Вообще борода в колхозе – хорошая штука. Бриться было не надо, и комары не мешали. Правда, нынче во всей компании бородачами оказались только мы с Володей. Саша‑К гладко брился – он вообще отличался подчеркнутой подтянутостью, в любой момент на него было приятно взглянуть. Лавров и Геныч сначала начали отпускать бороды, но на второй или третий день уже скоблились у прикрепленного к умывальнику зеркальца: должность полевых любовников ко многому обязывала. Мореход, как и любой записной бабник, брился и даже пользовался одеколоном регулярно. Славка держался неделю. Потом явился на завтрак с гладкой физиономией.
– Предатель! – сказал ему я.
Он только засмеялся. И я тут же поймал на себе насмешливый, что‑то подсказывающий взгляд Вики…
У меня отросла черная борода, несмотря на мои не слишком темные волосы; у Володи лезла неровной сединой. Судя по всему, и он сегодня чувствовал себя неплохо с комарами. Славку же они допекали вовсю: он едва успевал отвешивать себе пощечины свободной рукой.
– Вот тебе твоя неземная красота, – усмехнулся я. – Говорил тебе, не брейся.
Славка только отмахнулся.
Правда, проработали мы недолго. Максимум два часа – потом вдруг что‑то грохнуло, и равномерно лязгавший транспортер бункера заработал гораздо тише – почти бесшумно. Приглядевшись, я заметил, что он и вовсе остановился: большое приводное колесо не крутилось. Я оглянулся – Николай уже бежал к пульту.

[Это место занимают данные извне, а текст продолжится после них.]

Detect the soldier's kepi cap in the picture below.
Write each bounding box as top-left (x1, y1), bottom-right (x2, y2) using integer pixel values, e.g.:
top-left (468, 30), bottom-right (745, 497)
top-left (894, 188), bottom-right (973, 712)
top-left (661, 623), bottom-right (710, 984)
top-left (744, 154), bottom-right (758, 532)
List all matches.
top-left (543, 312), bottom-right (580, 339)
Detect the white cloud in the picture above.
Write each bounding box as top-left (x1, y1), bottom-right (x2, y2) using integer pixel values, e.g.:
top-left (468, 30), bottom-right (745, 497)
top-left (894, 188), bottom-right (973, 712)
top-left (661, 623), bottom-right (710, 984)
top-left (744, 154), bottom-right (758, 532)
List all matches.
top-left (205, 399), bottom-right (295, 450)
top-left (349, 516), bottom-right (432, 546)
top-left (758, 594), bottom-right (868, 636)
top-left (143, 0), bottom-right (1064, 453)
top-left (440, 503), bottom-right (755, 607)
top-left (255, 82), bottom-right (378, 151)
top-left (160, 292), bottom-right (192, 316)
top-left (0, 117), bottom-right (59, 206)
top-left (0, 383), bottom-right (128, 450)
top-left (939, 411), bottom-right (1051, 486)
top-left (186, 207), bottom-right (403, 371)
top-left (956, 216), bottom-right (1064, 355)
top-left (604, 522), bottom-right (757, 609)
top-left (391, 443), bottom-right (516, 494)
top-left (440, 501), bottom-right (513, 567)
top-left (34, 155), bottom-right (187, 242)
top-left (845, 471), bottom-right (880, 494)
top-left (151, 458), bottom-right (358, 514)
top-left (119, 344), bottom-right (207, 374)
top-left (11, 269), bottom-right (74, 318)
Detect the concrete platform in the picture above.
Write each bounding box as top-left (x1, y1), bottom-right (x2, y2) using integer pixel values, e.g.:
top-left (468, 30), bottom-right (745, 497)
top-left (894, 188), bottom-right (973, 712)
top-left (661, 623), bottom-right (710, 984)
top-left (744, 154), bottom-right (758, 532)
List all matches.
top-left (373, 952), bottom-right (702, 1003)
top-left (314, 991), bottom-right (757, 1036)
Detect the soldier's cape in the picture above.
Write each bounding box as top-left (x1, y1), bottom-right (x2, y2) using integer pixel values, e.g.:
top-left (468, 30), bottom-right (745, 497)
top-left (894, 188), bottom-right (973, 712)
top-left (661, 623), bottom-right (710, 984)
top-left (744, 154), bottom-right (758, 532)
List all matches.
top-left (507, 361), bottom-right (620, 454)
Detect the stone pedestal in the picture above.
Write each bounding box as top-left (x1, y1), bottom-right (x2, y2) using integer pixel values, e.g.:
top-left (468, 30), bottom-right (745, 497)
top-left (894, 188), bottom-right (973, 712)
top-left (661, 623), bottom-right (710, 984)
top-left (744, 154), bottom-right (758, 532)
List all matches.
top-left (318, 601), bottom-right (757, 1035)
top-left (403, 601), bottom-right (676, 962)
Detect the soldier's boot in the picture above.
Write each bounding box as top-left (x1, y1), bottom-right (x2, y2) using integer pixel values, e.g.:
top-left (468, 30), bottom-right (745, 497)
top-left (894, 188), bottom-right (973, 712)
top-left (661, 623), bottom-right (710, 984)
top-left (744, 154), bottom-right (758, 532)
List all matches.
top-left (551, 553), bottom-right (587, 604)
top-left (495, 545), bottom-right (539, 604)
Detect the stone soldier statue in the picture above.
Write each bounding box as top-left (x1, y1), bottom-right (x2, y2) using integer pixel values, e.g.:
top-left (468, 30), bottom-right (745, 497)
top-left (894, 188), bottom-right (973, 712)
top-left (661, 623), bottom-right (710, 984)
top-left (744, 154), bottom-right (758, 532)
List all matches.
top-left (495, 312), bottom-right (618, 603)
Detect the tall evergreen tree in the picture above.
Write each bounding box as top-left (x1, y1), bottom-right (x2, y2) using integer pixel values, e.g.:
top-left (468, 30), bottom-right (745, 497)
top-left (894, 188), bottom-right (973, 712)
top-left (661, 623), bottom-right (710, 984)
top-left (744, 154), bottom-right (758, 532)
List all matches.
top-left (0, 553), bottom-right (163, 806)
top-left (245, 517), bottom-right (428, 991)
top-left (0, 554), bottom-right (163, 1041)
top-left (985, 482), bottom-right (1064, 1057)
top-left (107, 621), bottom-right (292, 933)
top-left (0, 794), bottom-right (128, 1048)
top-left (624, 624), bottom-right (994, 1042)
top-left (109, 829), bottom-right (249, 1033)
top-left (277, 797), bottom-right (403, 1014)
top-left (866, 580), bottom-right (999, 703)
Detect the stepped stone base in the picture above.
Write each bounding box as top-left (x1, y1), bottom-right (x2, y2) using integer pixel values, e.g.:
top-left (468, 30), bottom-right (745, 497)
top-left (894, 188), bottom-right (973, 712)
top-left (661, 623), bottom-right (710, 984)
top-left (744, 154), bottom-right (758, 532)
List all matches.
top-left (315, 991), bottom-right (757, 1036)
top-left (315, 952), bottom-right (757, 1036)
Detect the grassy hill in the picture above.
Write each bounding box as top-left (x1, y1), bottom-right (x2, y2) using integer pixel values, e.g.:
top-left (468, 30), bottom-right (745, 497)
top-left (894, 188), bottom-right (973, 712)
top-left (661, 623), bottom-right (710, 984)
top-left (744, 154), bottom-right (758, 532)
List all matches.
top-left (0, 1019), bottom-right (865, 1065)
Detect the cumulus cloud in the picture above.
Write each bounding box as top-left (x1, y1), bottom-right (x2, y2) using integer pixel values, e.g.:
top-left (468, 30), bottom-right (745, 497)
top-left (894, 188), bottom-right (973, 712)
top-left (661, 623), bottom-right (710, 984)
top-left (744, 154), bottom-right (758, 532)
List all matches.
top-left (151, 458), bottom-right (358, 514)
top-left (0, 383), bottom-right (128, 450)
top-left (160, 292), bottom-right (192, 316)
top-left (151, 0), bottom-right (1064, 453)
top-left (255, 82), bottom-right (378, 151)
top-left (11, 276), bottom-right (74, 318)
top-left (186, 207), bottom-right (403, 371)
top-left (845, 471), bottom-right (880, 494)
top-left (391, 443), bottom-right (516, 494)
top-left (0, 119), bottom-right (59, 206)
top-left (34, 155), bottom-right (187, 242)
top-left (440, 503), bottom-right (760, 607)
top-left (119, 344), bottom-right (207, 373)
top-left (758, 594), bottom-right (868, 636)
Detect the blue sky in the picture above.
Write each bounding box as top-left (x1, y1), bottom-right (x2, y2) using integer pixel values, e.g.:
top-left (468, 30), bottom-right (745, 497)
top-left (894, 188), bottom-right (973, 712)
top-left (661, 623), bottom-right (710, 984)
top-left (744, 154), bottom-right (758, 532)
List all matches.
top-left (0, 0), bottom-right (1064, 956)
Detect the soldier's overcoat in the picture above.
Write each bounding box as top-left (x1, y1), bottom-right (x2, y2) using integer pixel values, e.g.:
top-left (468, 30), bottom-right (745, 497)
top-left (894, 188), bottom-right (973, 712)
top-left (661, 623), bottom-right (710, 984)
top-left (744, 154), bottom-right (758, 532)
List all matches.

– Что такое? – я подошел к нему.
– А… – он утер лицо кепкой. – Кранты, мужики. Праздник вам пришел. На сегодня отработались. А, может и на завтра тоже.
– Почему?
– Приводная цепь звиздой накрылась. Сейчас остатки травы прогоним и глушим моторы.
– А что теперь делать? – спросил Славка. – Новую ставить будете?
– Ну, ты скажешь тоже! – захохотал Николай. – Откуда она, новая‑то? Все запчасти давно кончились. Ремонтировать надо.
Он выключил форсунку. Барабан погрохотал на холостом ходу, потом через несколько минут остановился. Смолк свист вентилятора в циклоне, почти сразу упал вой дробилки. Лишь устало постукивал привод раздатчика. Но наконец, стих и он. Стало непривычно, режуще тихо. И даже показалось, что в ушах застряли ватные пробки.
– В чем дело? – к нам подошел заляпанный мукой Володя, ничего не услышавший и не понявший в грохоте.
– Цепь накрылась, – ответил Николай. – Звено полетело.
– Ясно… И что теперь: клепать или варить?
– Варить…
– А сварщик есть?
– Есть, а то как? В кузнице на полевом стане.